Lui et Gautier avaient pris d’énormes risques pour la conduire en lieu sûr. Ils avaient réagi avec rapidité et sagesse. Elle-même, dans son état, n’aurait jamais pensé trouver refuge ici, en plein cœur de Séverac. Au nez et à la barbe de ses poursuivants.

Cette pensée amena un semblant de sourire sur son visage crispé de douleur. Qui aurait la présence d’esprit de venir la chercher dans un endroit pareil ? Son avenir en perspective n’était certes pas brillant, mais elle n’en avait cure : plus rien ne lui importait. Loin de sa famille, la vie n’avait plus d’intérêt, plus de saveur. Et si sa seule chance de survie était de vendre son corps au plus offrant, qu’à cela ne tienne.

Jamais elle n’aurait pensé tomber aussi bas, mais ce n’était pas plus dégradant que de subir la maltraitance d’un époux.

Alis suspendit son souffle : quelqu’un muni d’une chandelle approchait à pas feutrés. La silhouette démesurée qui se découpait en ombre chinoise sur le drap qui masquait sa couche acheva de l’effrayer. Au prix d’un violent effort, elle tâtonna dans l’obscurité pour tenter de trouver une arme digne de ce nom, en vain. Elle vit avec horreur le drap s’ouvrir et une tête passer dans l’embrasure, mais la voix douce qui l’interpella eut tôt fait de dissiper sa peur :

- Alis, tu dors ?

- Non Margot, tu peux entrer.

La jeune ribaude ne se le fit pas dire deux fois et vint s’asseoir à son chevet où elle posa sa chandelle entre elles deux.

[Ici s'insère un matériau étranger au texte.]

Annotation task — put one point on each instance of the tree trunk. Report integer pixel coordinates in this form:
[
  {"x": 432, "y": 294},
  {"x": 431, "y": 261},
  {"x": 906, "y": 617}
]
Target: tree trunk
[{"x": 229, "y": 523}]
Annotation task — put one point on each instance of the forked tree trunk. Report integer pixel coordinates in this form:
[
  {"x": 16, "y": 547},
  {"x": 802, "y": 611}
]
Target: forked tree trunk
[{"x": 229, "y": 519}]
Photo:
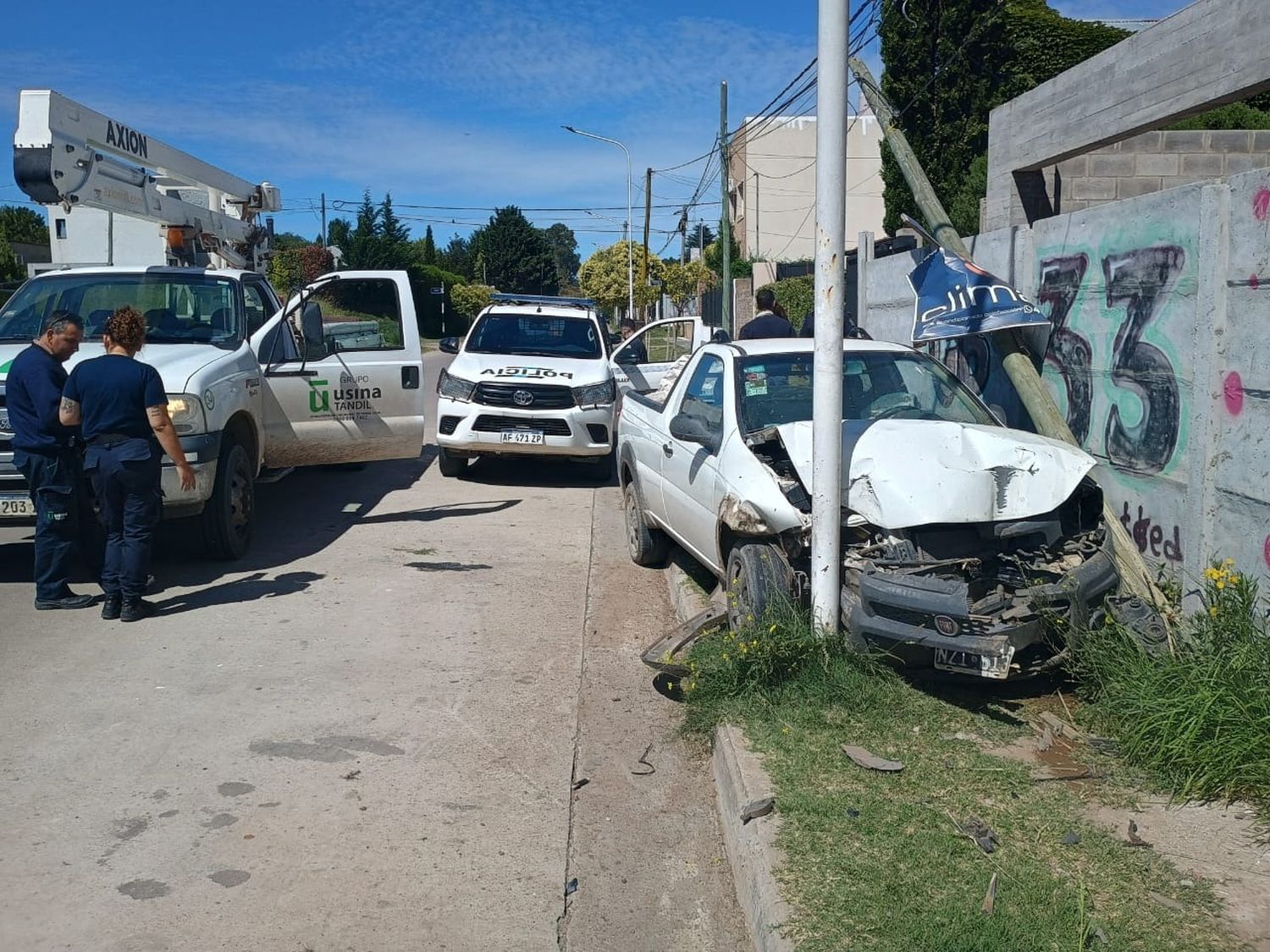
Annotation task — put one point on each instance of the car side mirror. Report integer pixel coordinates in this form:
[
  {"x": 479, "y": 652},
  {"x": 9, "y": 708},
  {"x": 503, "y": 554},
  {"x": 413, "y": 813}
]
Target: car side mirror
[{"x": 688, "y": 428}]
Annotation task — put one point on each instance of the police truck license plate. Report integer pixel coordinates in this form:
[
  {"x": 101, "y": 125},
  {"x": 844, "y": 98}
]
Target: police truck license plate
[
  {"x": 960, "y": 662},
  {"x": 17, "y": 505},
  {"x": 525, "y": 437}
]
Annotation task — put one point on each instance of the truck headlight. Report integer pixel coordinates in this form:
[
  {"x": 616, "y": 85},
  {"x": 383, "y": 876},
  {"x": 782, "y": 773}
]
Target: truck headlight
[
  {"x": 187, "y": 413},
  {"x": 455, "y": 388},
  {"x": 594, "y": 393}
]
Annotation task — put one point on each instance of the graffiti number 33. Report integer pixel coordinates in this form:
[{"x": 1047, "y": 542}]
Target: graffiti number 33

- Je t’ai apporté un peu de pain rassis : c’est tout ce que j’ai pu trouver.

- Ça ira, je n’ai pas très faim.

- Il faut que tu manges si tu veux te requinquer.

Après un bref silence embarrassé, Margot ajouta :

- Maintenant, c’est à mon tour de prendre soin de toi. Et même si tu ne mérites pas tout ce qui t’arrive, je suis contente de pouvoir te rendre la pareille.

- Merci Margot. J’espère juste que ma présence parmi vous ne va pas vous attirer trop d’ennuis. Que dira maître Guillaume quand il s’en apercevra ?

Lorsqu’il l’avait déposée dans l’un des plus mal famés bourdeaux de la ville, Johan le Roux avait eu la présence d’esprit de garer sa charrette dans la rue de derrière pour la faire entrer discrètement par une porte qui donnait sur la cuisine de l’établissement. Là, Bertrande l’avait aussitôt prise en charge et conduite dans une de leurs alcôves inoccupée.

- Ce n’est pas le moment de te soucier de ça. Ma mère s’occupe de tout et elle ne laissera pas Guillaume te causer des problèmes. Mais… c’est vrai ce qui se raconte ? Tu as tué ton époux ?

Alis eut une grimace désabusée :

- Les nouvelles vont vite… mais rassure-toi, je partirai dès que je serai remise sur pied et ne vous causerai plus de souci.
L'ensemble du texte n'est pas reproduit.